I think it depends alot on the baseline mentality of the indivdual as well as what you use and in what setting. There are lots of beneficial research on psychedelics for treating various conditions, and they really have the potential to elevate your mind to see your problems in a new way - perhaps granting you a new perspective that can help you solve or deal with problems much better than a mindset that is stuck in routine-negative thinking. For a lot of suicidals and people with depression, there are often strong negative biases and thoughtforms that have developed over many years, that constantly go on in the subconscious mind. There is also perhaps untreated traumas and experiences and all of that. There's however a lot of promising studies done on this; everything from MDMA-assisted psychotherapy against PSTD to ketamin for treatment-resistant depression, to psilocybin against the fear of death in cancer patients. It all comes down to your indivdual needs; how you do these things (under what inner and outer conditions) and how you work with what comes to the surface.

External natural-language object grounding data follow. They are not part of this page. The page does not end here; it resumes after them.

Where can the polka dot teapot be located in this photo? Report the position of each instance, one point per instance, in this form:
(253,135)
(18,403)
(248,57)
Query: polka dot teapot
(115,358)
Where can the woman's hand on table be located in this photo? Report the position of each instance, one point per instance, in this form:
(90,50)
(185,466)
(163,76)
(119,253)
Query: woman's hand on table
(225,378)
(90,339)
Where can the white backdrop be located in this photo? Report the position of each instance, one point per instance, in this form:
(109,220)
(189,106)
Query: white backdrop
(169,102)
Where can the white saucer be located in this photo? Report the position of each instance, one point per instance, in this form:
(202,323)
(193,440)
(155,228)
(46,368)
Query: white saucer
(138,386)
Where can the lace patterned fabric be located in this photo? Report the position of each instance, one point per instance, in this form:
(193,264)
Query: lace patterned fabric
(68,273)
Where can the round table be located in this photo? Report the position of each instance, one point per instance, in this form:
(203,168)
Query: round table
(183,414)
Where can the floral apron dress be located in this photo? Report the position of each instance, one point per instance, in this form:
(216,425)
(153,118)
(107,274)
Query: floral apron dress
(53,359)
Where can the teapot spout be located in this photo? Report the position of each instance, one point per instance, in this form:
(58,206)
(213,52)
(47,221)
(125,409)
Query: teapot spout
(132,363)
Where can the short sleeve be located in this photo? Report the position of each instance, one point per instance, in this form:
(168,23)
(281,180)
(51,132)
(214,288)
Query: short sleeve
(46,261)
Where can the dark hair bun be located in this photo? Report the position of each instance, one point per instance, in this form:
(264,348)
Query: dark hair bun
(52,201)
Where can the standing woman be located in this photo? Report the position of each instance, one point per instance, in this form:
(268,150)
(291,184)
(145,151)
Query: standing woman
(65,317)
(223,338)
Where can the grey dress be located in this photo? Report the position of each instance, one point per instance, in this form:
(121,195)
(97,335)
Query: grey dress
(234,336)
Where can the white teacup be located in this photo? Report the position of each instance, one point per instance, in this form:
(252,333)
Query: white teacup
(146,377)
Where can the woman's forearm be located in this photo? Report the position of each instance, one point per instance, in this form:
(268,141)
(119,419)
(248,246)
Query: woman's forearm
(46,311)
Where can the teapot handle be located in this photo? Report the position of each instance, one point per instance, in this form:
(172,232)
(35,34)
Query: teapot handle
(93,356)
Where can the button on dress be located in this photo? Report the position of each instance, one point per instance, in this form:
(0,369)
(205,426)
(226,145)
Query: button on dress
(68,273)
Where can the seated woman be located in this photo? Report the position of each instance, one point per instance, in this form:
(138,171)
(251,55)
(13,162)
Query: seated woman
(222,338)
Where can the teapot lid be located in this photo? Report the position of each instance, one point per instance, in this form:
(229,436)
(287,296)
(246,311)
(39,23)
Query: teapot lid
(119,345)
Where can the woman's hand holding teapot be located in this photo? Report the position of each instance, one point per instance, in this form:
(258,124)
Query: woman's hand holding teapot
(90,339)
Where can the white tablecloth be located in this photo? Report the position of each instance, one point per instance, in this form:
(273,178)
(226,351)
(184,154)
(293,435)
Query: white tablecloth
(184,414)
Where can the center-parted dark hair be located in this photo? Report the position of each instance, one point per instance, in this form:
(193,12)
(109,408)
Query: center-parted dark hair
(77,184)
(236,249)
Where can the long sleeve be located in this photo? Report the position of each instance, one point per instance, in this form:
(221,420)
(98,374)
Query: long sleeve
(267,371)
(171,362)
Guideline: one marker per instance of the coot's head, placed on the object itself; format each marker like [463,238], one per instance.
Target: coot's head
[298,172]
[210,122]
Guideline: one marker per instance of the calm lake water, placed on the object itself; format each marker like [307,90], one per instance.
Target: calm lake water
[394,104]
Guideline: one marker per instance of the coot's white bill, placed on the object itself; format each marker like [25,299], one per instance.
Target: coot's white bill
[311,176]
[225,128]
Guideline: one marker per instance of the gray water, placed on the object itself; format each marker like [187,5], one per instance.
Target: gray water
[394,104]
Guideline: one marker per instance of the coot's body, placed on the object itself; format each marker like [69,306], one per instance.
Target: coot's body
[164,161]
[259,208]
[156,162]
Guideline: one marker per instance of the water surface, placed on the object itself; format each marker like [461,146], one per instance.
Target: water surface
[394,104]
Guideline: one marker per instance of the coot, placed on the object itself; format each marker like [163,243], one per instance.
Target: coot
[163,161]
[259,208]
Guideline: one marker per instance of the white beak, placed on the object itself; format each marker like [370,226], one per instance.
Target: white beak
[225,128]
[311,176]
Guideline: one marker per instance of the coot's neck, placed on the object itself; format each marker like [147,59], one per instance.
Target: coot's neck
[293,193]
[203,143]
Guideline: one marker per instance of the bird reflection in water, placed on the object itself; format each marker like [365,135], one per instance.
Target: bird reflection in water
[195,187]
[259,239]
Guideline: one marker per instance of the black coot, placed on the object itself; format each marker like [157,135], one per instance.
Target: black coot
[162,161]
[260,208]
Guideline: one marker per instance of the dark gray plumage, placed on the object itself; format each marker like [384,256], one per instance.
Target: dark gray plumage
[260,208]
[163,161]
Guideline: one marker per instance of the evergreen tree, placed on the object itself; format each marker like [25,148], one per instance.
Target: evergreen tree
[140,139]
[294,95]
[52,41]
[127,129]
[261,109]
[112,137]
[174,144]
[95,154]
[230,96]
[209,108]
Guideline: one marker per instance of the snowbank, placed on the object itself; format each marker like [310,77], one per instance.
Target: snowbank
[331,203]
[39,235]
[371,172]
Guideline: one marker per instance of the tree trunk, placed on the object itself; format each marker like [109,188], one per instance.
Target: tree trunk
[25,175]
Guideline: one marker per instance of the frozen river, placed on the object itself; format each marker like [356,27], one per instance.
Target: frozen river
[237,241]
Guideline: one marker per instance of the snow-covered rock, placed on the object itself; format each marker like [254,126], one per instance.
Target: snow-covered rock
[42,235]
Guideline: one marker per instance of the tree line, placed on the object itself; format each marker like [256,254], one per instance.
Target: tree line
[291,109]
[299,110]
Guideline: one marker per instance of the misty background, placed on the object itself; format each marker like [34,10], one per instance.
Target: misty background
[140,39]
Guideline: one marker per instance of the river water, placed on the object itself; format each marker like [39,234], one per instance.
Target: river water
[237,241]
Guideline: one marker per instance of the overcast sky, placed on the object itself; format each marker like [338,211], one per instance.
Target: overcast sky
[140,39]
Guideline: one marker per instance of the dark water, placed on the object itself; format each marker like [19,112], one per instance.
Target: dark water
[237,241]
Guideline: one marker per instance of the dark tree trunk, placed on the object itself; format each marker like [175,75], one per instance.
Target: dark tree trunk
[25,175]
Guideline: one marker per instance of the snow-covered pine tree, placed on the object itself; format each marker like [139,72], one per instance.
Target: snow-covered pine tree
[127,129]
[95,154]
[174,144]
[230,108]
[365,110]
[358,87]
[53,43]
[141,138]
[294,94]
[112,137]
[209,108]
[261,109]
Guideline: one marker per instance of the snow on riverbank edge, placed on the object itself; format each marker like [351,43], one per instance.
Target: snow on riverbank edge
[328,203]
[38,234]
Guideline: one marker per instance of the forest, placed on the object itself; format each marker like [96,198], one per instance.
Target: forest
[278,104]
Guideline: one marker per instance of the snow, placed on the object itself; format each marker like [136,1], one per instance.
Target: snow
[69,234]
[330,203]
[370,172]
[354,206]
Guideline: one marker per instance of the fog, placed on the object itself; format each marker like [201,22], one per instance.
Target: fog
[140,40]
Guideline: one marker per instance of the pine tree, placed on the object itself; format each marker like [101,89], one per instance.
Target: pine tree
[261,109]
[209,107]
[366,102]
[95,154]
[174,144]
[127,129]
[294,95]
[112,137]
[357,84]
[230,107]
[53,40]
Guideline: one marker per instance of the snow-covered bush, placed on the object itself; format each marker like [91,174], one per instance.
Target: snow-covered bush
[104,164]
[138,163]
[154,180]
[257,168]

There's often adviced against the use of psychedelics for people with a history of psychosis and similar mental states, probably because they can really challenge and shatter your views of yourself and reality, and a mentally strong baseline is often crucial to deal with that. It's also often adviced against taking them in particularly challenging seasons of your life (like shortly after a break-up, or other personal events that affect you deeply).
So, I'd say, if you would ever consider this - do your research on it, carefully decide and use it in a proper and wise way. Give it due respect, as this is definitively not something to play around with - it's potentially extremely powerful that can alter your mind in fundamental ways. Can it provide you with a newfound appreciation of life along with meaning, happiness and purpose? Definitively. Can you be absolutely certain that they will improve your life and not give you new challenges instead? Probably not.
I can recommend the Michael Pollan series 'How to Change Your Mind' - they are quite good. Also I see some other claims here that are incorrect as far as I know. Psychedelics in general have extremely low chances of addiction (unless you consider ketamine and MDMA/ecstacy as part of of psychedelics). Also if you are on SSRI medication, that can create problems (serotonin syndrome) with MDMA, but studies have not found this to be the case with other psychedelics from my knowledge. They are likely to make it much less effective though, as SSRIs will downregulate the 5HTP-2A receptors to prevent the reuptake of serotonins in the psynapses. Psychedelics are targetting these exact same receptors. You must therefore either take a greater dose (you should gradually up the dose to find out what works for you since people are reacting differently individually) or chose to tap off the SSRIs (should only be done under medicial supervision). Above all, be careful.